Let $\alpha:A\to B$ be a ring homomorphism, $Q\subset B$ a prime ideal, $P=\alpha^{-1}(Q)\subset A$ a prime ideal. Consider the natural map $\alpha_Q:A_P\to B_Q$ defined by $\alpha_Q(a/b)=\alpha(a)/\alpha(b)$. Suppose that $\alpha$ is injective. Then is $\alpha_Q$ always injective?
I think so, but I'm clearly being too dense to prove it! My argument goes as follows.
Let $\alpha(a)/\alpha(b)=0$. Then $\exists c \in B\setminus Q$ s.t. $c\alpha(a)=0$. If $B$ is a domain we are done. If not we must exhibit some $d\in A\setminus P$ s.t. $da=0$. Obviously this is true if $c =\alpha(d)$. But I don't see how I have any information to prove this!

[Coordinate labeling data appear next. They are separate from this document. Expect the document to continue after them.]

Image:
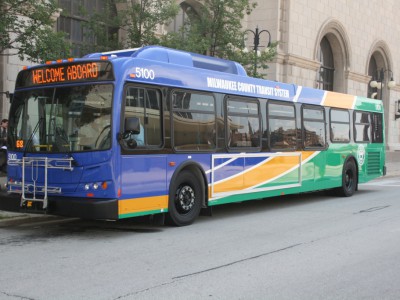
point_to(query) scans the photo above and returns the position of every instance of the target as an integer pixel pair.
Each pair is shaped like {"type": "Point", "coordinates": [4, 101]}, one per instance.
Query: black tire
{"type": "Point", "coordinates": [349, 179]}
{"type": "Point", "coordinates": [185, 199]}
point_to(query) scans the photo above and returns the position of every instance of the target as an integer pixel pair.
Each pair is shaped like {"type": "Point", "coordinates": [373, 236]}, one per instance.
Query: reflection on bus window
{"type": "Point", "coordinates": [193, 121]}
{"type": "Point", "coordinates": [243, 124]}
{"type": "Point", "coordinates": [64, 119]}
{"type": "Point", "coordinates": [362, 127]}
{"type": "Point", "coordinates": [340, 126]}
{"type": "Point", "coordinates": [313, 127]}
{"type": "Point", "coordinates": [282, 126]}
{"type": "Point", "coordinates": [145, 104]}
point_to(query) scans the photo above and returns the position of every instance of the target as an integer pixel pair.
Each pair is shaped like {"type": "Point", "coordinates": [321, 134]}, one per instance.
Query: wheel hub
{"type": "Point", "coordinates": [185, 197]}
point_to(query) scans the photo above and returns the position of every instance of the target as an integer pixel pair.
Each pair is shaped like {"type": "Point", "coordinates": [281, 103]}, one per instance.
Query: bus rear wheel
{"type": "Point", "coordinates": [185, 199]}
{"type": "Point", "coordinates": [349, 179]}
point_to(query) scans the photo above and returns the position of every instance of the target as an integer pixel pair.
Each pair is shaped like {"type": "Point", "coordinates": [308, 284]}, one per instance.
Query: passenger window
{"type": "Point", "coordinates": [282, 126]}
{"type": "Point", "coordinates": [243, 124]}
{"type": "Point", "coordinates": [313, 127]}
{"type": "Point", "coordinates": [145, 104]}
{"type": "Point", "coordinates": [362, 127]}
{"type": "Point", "coordinates": [193, 121]}
{"type": "Point", "coordinates": [340, 126]}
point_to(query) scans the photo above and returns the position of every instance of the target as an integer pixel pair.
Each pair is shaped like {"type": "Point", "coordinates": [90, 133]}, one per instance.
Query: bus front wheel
{"type": "Point", "coordinates": [349, 179]}
{"type": "Point", "coordinates": [185, 199]}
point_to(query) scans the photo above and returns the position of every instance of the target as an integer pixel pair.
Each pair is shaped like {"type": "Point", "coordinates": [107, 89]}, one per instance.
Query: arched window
{"type": "Point", "coordinates": [372, 71]}
{"type": "Point", "coordinates": [326, 72]}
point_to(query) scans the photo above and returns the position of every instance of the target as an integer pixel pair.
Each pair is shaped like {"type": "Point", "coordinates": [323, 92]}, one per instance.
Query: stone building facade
{"type": "Point", "coordinates": [338, 45]}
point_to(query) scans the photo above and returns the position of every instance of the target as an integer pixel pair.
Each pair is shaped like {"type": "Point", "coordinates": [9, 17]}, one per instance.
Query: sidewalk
{"type": "Point", "coordinates": [392, 167]}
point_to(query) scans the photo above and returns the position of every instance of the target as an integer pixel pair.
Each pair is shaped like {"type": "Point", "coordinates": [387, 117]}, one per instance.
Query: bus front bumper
{"type": "Point", "coordinates": [85, 208]}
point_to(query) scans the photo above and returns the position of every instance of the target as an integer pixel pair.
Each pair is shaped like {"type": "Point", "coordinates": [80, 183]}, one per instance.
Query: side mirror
{"type": "Point", "coordinates": [132, 125]}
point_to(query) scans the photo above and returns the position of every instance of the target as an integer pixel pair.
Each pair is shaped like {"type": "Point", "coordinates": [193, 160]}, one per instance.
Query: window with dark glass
{"type": "Point", "coordinates": [327, 69]}
{"type": "Point", "coordinates": [377, 128]}
{"type": "Point", "coordinates": [62, 119]}
{"type": "Point", "coordinates": [340, 126]}
{"type": "Point", "coordinates": [194, 126]}
{"type": "Point", "coordinates": [145, 104]}
{"type": "Point", "coordinates": [282, 126]}
{"type": "Point", "coordinates": [313, 127]}
{"type": "Point", "coordinates": [243, 121]}
{"type": "Point", "coordinates": [362, 127]}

Am I wrong and this is actually false? If so could someone show me the trivial counterexample I must be missing?
Many thanks!
Take $A=K[X]$, $B=K[X,Y]/(XY)$ and $\alpha$ the following application $$A=K[X]\subset K[X,Y]\rightarrow K[X,Y]/(XY)=B.$$ Obviously $\alpha$ is injective. Write $B=K[x,y]$ with $xy=0$. Let $Q=xB$. It is obvious that $Q$ is prime ($B/Q\cong K[Y]$) and $P=\alpha^{-1}(Q)=XA$. Now choose $\frac{X}{1}\in A_P$ and observe that $\alpha(\frac{X}{1})=\frac{x}{1}$. But $\frac{x}{1}=\frac{0}{1}$ in $B_Q$ because $yx=0$ and $y\in B-Q$.